00:08 Dans le cadre des débats sur la fin de vie et l'instauration d'une aide à mourir, nous recevons les députés en première ligne sur ce sujet.
00:15 Aujourd'hui, Patrick Edzel, député Les Républicains du Barin.
00:20 (Générique)
00:34 Bonjour Patrick Edzel.
00:35 Bonjour.
00:36 Nous allons tenter de comprendre votre position politique sur ce sujet.
00:39 Vous êtes opposé à l'aide à mourir, disons-le d'emblée, à la fois le suicide assisté et l'euthanasie.
00:45 Vous êtes en revanche pour un développement massif des soins palliatifs.

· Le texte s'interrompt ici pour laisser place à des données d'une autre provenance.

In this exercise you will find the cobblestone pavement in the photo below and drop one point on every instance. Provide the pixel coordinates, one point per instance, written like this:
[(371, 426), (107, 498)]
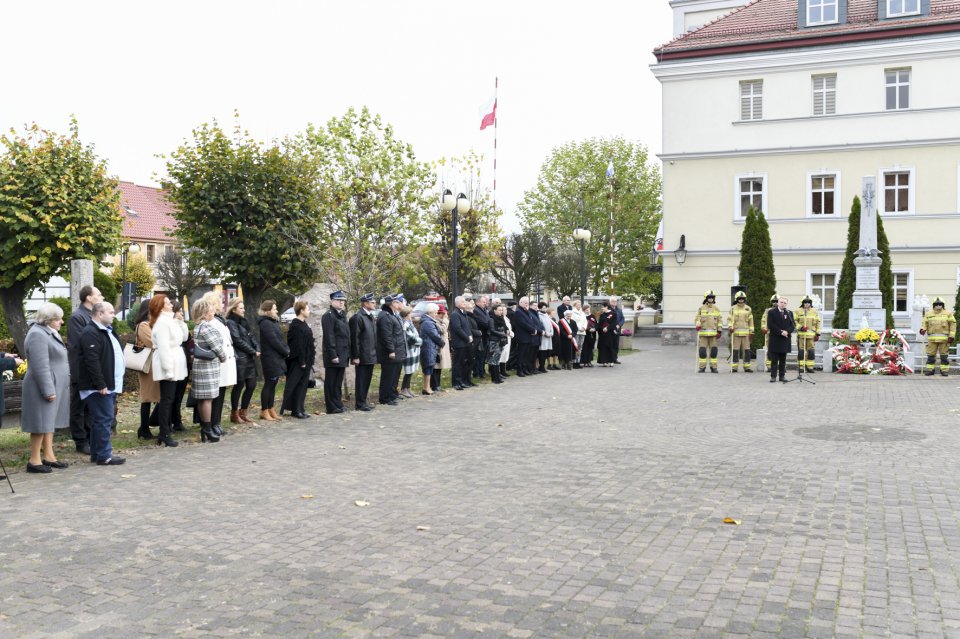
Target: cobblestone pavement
[(575, 504)]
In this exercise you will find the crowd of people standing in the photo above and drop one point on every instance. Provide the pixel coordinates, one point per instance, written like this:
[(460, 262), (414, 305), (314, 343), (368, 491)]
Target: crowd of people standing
[(76, 384)]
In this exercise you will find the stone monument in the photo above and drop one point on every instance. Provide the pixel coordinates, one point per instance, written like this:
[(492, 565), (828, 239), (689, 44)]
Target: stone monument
[(867, 309)]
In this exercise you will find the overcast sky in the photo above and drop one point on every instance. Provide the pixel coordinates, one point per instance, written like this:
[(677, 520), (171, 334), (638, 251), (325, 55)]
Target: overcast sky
[(140, 75)]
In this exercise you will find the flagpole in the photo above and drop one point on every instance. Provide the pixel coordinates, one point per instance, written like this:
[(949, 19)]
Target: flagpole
[(496, 84)]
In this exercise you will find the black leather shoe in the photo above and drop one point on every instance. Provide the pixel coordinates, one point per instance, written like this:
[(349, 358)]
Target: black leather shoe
[(39, 468)]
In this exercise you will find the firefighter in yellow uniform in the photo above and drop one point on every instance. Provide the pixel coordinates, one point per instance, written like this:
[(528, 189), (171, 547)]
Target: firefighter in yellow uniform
[(808, 333), (763, 329), (940, 327), (709, 323), (740, 325)]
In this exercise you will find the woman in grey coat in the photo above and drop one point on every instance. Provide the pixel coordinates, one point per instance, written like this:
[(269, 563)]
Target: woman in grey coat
[(46, 386)]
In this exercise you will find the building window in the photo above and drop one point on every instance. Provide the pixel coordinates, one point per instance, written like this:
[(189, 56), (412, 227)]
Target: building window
[(823, 193), (902, 8), (825, 285), (825, 94), (821, 12), (896, 192), (898, 89), (751, 100), (751, 190), (901, 292)]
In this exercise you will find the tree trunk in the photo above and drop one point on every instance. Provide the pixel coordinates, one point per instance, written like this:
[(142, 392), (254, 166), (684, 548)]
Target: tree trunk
[(12, 299)]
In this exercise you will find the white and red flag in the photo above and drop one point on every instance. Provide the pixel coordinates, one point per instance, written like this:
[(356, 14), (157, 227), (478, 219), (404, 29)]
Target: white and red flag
[(488, 112)]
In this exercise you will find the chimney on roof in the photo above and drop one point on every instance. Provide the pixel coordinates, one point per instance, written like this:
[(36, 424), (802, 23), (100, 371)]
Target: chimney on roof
[(689, 15)]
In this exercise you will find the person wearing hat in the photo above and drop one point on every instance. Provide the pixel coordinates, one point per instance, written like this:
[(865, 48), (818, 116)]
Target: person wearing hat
[(763, 329), (808, 334), (335, 340), (363, 349), (740, 323), (940, 327), (391, 348), (709, 323)]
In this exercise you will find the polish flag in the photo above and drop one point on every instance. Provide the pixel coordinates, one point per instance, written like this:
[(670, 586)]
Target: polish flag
[(488, 113)]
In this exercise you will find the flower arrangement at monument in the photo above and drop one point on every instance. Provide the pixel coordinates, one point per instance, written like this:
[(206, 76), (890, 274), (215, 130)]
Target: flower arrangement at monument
[(886, 359)]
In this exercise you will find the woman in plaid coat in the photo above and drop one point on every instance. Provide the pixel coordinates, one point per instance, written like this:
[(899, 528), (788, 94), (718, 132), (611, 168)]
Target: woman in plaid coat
[(206, 373)]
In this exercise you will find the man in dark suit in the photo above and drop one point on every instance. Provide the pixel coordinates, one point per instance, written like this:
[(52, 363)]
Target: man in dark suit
[(336, 351), (781, 326), (461, 341), (363, 349), (391, 349)]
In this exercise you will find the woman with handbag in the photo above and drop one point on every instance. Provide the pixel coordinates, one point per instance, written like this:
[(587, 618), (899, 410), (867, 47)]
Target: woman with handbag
[(149, 388), (209, 353), (169, 363)]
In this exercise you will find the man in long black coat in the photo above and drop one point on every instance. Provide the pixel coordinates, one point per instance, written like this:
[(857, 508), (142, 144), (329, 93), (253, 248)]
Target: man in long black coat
[(363, 348), (336, 351), (391, 349), (461, 342), (781, 326)]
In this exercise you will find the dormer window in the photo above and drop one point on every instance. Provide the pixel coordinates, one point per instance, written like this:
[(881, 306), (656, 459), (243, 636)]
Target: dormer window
[(822, 12), (897, 8)]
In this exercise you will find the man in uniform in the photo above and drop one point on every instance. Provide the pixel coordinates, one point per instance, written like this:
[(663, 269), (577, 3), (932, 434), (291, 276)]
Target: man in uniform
[(363, 348), (740, 323), (709, 323), (336, 351), (763, 329), (808, 333), (940, 327)]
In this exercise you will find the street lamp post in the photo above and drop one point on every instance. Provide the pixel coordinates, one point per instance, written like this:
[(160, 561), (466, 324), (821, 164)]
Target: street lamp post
[(582, 236), (454, 205), (133, 248)]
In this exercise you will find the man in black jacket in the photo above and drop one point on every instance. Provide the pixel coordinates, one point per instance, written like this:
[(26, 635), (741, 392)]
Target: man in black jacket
[(336, 351), (80, 421), (363, 349), (391, 349), (781, 326), (461, 342), (100, 380)]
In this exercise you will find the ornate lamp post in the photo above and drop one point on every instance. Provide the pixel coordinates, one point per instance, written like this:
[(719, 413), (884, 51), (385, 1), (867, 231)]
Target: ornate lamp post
[(582, 236), (454, 205), (129, 248)]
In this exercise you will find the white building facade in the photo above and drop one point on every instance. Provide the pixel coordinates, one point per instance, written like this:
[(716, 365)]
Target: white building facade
[(785, 105)]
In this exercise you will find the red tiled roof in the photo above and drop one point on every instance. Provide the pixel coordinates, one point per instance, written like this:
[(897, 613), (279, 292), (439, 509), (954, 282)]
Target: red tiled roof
[(147, 213), (772, 24)]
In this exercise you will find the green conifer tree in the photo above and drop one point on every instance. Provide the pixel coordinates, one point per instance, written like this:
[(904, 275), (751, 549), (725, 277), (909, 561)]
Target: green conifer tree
[(756, 268), (848, 272)]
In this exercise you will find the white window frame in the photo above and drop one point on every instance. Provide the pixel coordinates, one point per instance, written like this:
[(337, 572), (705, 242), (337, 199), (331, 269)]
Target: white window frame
[(903, 4), (882, 190), (736, 194), (897, 85), (910, 291), (837, 195), (827, 315), (820, 95), (822, 4), (755, 97)]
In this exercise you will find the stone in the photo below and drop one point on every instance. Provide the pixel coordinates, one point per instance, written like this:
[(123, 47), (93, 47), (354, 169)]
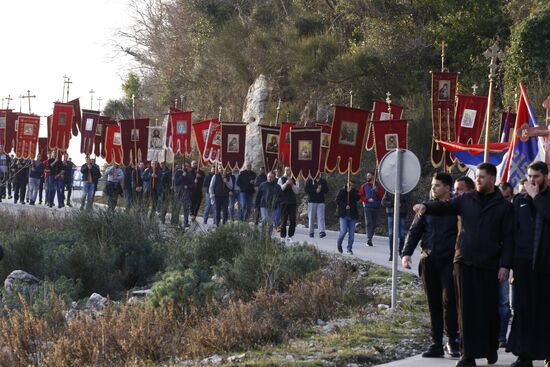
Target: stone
[(96, 302), (253, 116), (19, 278)]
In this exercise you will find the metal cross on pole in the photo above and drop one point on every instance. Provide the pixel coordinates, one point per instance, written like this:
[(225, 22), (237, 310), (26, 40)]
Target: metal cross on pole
[(443, 46), (495, 54), (28, 96)]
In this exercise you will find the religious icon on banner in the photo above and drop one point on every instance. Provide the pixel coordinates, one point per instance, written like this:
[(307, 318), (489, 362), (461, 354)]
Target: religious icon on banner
[(233, 146), (272, 143), (392, 141), (348, 133), (181, 127), (89, 124), (134, 135), (468, 118), (28, 129), (305, 150), (156, 139), (325, 140), (443, 90)]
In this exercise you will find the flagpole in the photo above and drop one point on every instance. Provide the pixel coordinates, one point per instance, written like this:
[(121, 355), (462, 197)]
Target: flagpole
[(494, 53)]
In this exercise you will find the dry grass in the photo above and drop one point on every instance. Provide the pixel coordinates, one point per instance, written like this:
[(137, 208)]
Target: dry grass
[(135, 334)]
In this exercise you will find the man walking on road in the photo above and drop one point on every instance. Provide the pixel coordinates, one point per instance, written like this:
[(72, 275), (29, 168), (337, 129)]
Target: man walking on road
[(483, 257), (438, 235)]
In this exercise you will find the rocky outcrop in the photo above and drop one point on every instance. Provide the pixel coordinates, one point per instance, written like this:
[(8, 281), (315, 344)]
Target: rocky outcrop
[(253, 115)]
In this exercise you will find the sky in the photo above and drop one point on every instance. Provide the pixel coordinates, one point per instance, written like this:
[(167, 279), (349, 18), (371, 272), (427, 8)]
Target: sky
[(46, 40)]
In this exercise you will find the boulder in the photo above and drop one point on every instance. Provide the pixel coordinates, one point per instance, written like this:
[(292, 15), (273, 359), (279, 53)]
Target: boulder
[(19, 277), (253, 116)]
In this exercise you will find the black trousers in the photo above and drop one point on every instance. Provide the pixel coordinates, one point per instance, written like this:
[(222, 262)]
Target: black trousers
[(479, 324), (288, 213), (437, 278)]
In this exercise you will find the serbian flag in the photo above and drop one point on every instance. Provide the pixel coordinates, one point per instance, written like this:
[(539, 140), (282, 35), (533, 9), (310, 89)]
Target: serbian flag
[(284, 142), (305, 152), (179, 131), (326, 128), (27, 136), (200, 130), (472, 154), (388, 136), (43, 149), (525, 150), (380, 113), (134, 134), (90, 119), (213, 142), (233, 143), (7, 130), (470, 115), (270, 145), (507, 122), (443, 114), (113, 144), (76, 125), (347, 139), (60, 126)]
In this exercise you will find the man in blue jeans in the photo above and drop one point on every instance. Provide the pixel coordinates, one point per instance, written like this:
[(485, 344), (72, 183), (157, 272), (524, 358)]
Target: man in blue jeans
[(346, 202), (387, 202)]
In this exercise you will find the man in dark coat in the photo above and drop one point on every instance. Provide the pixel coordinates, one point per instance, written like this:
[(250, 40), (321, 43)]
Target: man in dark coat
[(530, 338), (483, 257), (438, 235)]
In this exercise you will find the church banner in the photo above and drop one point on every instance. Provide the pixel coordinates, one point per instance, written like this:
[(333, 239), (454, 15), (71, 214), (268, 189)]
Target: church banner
[(27, 136), (347, 139), (233, 144), (7, 130), (88, 129), (113, 144), (212, 147), (284, 143), (470, 117), (59, 132), (200, 130), (305, 152), (179, 131), (443, 114), (388, 136), (270, 146), (380, 113), (134, 134), (326, 128), (76, 125)]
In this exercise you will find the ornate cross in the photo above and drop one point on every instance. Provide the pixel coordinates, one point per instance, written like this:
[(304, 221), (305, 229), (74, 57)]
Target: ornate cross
[(28, 96), (443, 46), (495, 54)]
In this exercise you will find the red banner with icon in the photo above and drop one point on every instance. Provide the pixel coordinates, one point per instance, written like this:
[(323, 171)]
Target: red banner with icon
[(347, 139)]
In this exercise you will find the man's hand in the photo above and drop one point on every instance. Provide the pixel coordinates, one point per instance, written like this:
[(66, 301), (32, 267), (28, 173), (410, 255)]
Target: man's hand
[(406, 262), (503, 274), (531, 189), (419, 209)]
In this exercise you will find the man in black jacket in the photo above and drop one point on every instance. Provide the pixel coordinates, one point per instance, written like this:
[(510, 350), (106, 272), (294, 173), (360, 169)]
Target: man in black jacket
[(346, 202), (245, 181), (316, 189), (438, 235), (529, 337), (483, 257)]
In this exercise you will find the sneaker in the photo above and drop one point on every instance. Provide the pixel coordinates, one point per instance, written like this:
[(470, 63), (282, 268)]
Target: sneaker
[(434, 351), (452, 350)]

Sur ces questions de société, vous revendiquez d'être conservateur.
00:53 Alors, qu'est-ce que ça veut dire être conservateur sur la fin de vie ? Au fond, qu'est-ce que vous voulez conserver ?
00:58 En fait, je pense que c'est aussi une forme de rapport à l'autre.
01:03 Et il est vrai que je considère aujourd'hui que l'enjeu majeur, c'est vraiment celui des soins palliatifs.
01:08 Et d'ailleurs, la dernière loi qui a été adoptée il y a quelques années déjà, qu'on appelle Claes Leonetti,
01:15 eh bien cette loi n'est pas pleinement appliquée.
01:18 D'ailleurs, il y a 20 départements en France pour lesquels il n'y a toujours pas d'unité de soins palliatifs.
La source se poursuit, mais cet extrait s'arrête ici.